The handle (19) corrects the alignment path moving along the row of uncut culms (crops) in the rotation range while maintaining the running speed at the time of straight traveling, and the handle (135 degrees left and right from the straight traveling position) 19) The spin-turn operation of turning the airframe on the field headland by rotation and moving to the next work step,
The speed is automatically reduced to about one-fourth of the traveling speed when traveling straight ahead.

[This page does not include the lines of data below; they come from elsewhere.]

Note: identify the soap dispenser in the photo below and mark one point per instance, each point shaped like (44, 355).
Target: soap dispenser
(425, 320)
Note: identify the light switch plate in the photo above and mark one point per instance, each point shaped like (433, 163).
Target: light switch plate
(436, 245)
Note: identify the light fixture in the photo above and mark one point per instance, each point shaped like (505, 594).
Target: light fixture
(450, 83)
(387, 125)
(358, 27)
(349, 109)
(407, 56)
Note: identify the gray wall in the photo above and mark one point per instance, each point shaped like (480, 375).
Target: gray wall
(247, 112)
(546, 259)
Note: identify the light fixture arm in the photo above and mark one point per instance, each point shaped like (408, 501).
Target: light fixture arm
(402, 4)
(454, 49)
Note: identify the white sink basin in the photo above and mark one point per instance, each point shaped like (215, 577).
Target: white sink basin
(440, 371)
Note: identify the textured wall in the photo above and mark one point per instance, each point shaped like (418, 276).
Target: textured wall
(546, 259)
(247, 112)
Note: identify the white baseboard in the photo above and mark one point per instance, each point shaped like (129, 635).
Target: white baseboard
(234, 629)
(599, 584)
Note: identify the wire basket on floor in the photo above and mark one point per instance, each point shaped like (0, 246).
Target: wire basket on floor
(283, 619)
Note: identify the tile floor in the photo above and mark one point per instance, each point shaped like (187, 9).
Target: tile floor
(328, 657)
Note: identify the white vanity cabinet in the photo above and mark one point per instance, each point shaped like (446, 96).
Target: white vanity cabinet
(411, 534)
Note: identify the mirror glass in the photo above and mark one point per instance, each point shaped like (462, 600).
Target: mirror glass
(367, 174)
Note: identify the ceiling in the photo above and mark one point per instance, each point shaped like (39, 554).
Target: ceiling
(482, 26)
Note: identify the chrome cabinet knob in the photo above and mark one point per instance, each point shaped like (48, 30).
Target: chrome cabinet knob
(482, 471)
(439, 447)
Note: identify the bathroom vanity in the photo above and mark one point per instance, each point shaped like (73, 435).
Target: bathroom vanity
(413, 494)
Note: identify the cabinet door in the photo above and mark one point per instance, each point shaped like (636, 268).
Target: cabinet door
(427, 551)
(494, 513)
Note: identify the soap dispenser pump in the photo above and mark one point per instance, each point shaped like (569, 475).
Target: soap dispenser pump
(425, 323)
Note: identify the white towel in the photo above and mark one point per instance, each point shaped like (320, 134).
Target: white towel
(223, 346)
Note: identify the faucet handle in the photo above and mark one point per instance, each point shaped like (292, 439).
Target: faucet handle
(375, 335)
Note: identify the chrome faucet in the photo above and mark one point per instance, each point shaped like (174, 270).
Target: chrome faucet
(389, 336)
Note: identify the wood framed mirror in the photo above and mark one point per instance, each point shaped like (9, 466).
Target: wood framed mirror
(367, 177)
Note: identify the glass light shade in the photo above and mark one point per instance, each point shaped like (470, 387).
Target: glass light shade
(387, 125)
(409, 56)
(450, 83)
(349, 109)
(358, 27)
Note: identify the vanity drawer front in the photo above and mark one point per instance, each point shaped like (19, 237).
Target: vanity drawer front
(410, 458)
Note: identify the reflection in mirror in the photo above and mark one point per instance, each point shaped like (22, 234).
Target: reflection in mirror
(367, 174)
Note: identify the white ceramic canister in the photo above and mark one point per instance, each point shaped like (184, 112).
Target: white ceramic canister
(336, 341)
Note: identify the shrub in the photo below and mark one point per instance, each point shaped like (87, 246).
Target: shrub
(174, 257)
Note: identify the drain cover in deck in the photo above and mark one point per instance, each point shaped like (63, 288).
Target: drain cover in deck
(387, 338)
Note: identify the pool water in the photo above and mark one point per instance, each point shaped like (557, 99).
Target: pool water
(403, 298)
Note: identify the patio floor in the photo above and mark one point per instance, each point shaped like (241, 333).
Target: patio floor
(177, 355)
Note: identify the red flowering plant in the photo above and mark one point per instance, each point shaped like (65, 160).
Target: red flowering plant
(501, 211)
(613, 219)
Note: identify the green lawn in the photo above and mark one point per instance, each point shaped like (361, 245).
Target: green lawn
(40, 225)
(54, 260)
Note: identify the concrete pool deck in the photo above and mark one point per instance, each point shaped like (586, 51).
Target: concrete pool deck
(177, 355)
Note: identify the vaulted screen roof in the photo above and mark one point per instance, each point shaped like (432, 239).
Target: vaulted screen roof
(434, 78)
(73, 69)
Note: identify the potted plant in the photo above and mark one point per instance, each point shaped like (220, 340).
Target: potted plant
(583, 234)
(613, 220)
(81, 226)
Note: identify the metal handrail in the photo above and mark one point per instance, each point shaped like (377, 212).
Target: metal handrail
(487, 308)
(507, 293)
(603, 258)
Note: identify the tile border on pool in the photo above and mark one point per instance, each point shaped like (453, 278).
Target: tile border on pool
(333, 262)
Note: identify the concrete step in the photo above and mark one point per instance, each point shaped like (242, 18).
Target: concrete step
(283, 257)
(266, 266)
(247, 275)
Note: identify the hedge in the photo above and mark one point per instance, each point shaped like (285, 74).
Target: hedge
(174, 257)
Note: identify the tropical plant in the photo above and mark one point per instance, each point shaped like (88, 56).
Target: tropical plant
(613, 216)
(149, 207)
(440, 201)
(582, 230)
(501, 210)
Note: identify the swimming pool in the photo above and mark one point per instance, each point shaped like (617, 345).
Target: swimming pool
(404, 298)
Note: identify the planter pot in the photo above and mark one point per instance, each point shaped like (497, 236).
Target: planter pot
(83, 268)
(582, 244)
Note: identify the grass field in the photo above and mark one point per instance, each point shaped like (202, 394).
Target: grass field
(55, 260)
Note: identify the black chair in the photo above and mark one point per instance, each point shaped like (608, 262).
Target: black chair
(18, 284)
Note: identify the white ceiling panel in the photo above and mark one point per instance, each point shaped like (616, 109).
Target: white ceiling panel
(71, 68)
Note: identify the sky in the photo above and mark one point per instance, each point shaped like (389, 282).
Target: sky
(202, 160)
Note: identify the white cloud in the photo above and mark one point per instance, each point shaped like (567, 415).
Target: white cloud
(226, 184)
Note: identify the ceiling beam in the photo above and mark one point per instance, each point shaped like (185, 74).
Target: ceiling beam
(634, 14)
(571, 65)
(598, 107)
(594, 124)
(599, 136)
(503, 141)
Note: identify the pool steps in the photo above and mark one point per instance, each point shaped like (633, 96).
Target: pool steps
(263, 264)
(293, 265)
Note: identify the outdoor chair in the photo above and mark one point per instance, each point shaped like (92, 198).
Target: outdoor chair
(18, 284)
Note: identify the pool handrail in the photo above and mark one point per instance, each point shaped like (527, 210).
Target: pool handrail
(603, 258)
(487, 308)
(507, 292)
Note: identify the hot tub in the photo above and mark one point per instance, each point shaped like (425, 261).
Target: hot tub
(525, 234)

Further, when the sub-shift is maintained at the standard speed (1.5 m / s) and the steering handle (19) is rotated by 90 degrees, the main shift lever (68) operates to change the main shift output to high speed and 3 minutes. Even if it is changed to one-third and one-third, only the turning speed (body center speed) is changed while the turning radius of the aircraft is kept substantially constant. Further, the first hydraulic pump (23) and the first hydraulic motor (24) are maintained in the straight traveling state within the setting range of the link bolt (97) and the phase adjusting hole (149) based on the straight traveling position, so that the crop row or the Prevents the running speed from changing non-uniformly even if the steering operation is performed along the ridge, etc., making it possible to correct the course during agricultural work while maintaining approximately the same running speed. And the appropriate steering operation can be performed by substantially matching the running operation of the vehicle. The sub-transmission lever (74) for switching the transmission reference value of the main transmission lever (73) has a small or large turning radius in proportion to the low (L), standard (M) and high (H) switching of the sub-transmission operation. And the first hydraulic pump (23) and the motor (24)
Of the speed reduction ratio between the traveling crawler (2) and the second hydraulic pump (26) and the speed reduction ratio between the motor (27) and the traveling crawler (2) or the traveling required for the small radius turning required for the spin turn operation The driving speed during turning is changed while maintaining a substantially constant turning radius by operating the main shift lever (73) at the same sub-shifting operation position while ensuring the driving force, etc. Driving operation can be performed in accordance with the conditions, etc., to improve mobility and driving operability.

As shown in FIGS. 21 to 26, the turning operation force output from the steering member (28) is
The transmission member (25) requiring a large traveling driving force is formed in a large size (large capacity), the steering member (28) is formed in a small size (small capacity), and the transmission case (22) is formed.
A steering member (28) is integrally fixed to the upper front side, and a transmission member (25) is integrally fixed to the rear side.
The transmission members (25) and (28) are arranged compactly above the transmission case (22) by minimizing the protrusion of the steering member (28) to the front.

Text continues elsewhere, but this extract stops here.